The attacker now sends this email to the victim. The victim’s client decrypts the encrypted second body part and stitches the three body parts together in one HTML email as shown below. Note that the src attribute of the image tag in line 1 is closed in line 4, so the URL spans over all four lines.

The email client then URL encodes all non-printable characters (e.g., %20 is a whitespace) and requests an image from that URL. As the path of the URL contains the plaintext of the encrypted email, the victim’s email client sends the plaintext to the attacker.

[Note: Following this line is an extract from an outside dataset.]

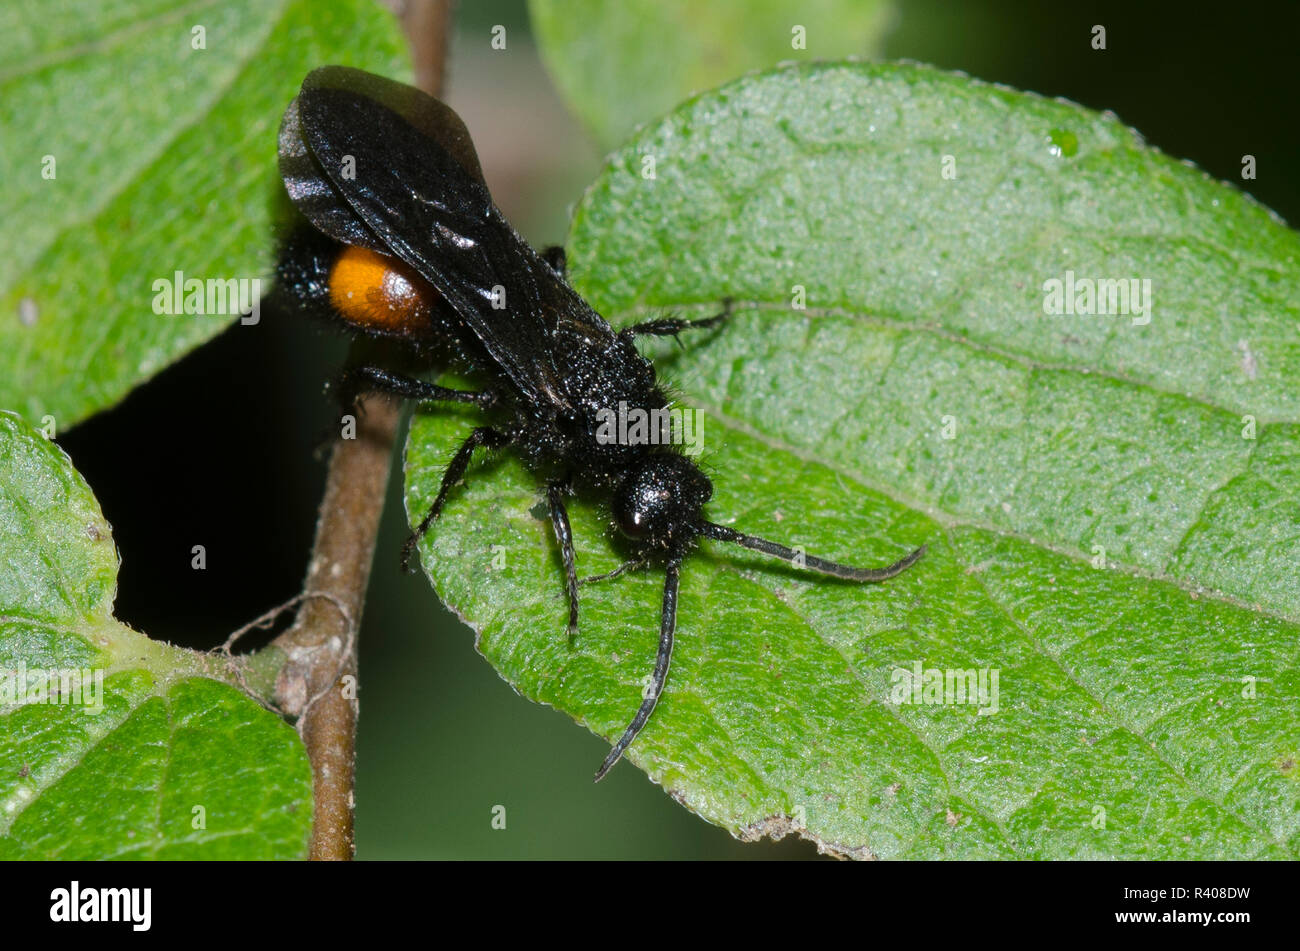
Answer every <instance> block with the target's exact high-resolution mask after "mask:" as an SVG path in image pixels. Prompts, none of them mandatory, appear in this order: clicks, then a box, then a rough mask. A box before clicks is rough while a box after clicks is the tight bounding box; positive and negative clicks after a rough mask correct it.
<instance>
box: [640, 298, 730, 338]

The direct exfiltration EFAIL attacks work for encrypted PGP as well as S/MIME emails.

The CBC/CFB Gadget Attack

Second, we describe the novel CBC/CFB gadget attacks which abuse vulnerabilities in the specification of OpenPGP and S/MIME to exfiltrate the plaintext. The diagram below describes the idea of CBC gadgets in S/MIME. Because of the specifics of the CBC mode of operation, an attacker can precisely modify plaintext blocks if she knows the plaintext. S/MIME encrypted emails usually start with “Content-type: multipart/signed” so the attacker knows at least one full block of plaintext as shown in (a). She can then form a canonical plaintext block whose content is all zeros as shown in (b). We call the block pair X and C0 a CBC gadget. In step (c), she then repeatedly appends CBC gadgets to inject an image tag into the encrypted plaintext. This creates a single encrypted body part that exfiltrates its own plaintext when the user opens the attacker email. OpenPGP uses the CFB mode of operation, which has the same cryptographic properties as CBC and allows the same attack using CFB gadgets.

The difference here is that any standard-conforming client will be vulnerable and that each vendor may cook their own mitigations that may or may not prevent the attacks. Thus, in the long term, it is necessary to update the specification to find and document changes that fix the underlying root causes of the vulnerabilities.

While the CBC/CFB gadget attacks on PGP and S/MIME are technically very similar, the requirements for a successful attack differ substantially. Attacking S/MIME is straightforward and an attacker can break multiple (in our tests up to 500) S/MIME encrypted emails by sending a single crafted S/MIME email to the victim. Given the current state of our research, the CFB gadget attack against PGP only has a success rate of approximately one in three attempts. The reason is that PGP compresses the plaintext before encrypting it, which complicates guessing known plaintext bytes. We feel that this is not a fundamental limitation of the EFAIL attacks but more a technical hitch and that attacks become more efficient in future research.


Here are some strategies to prevent EFAIL attacks:

Short term: No decryption in email client. The best way to prevent EFAIL attacks is to only decrypt S/MIME or PGP emails in a separate application outside of your email client. Start by removing your S/MIME and PGP private keys from your email client, then decrypt incoming encrypted emails by copy&pasting the ciphertext into a separate application that does the decryption for you. That way, the email clients cannot open exfiltration channels. This is currently the safest option with the downside that the process gets more involved.

Short term: Disable HTML rendering. The EFAIL attacks abuse active content, mostly in the form of HTML images, styles, etc. Disabling the presentation of incoming HTML emails in your email client will close the most prominent way of attacking EFAIL. Note that there are other possible backchannels in email clients which are not related to HTML but these are more difficult to exploit.

Medium term: Patching. Some vendors will publish patches that either fix the EFAIL vulnerabilities or make them much harder to exploit.

Long term: Update OpenPGP and S/MIME standards. The EFAIL attacks exploit flaws and undefined behavior in the MIME, S/MIME, and OpenPGP standards. Therefore, the standards need to be updated, which will take some time.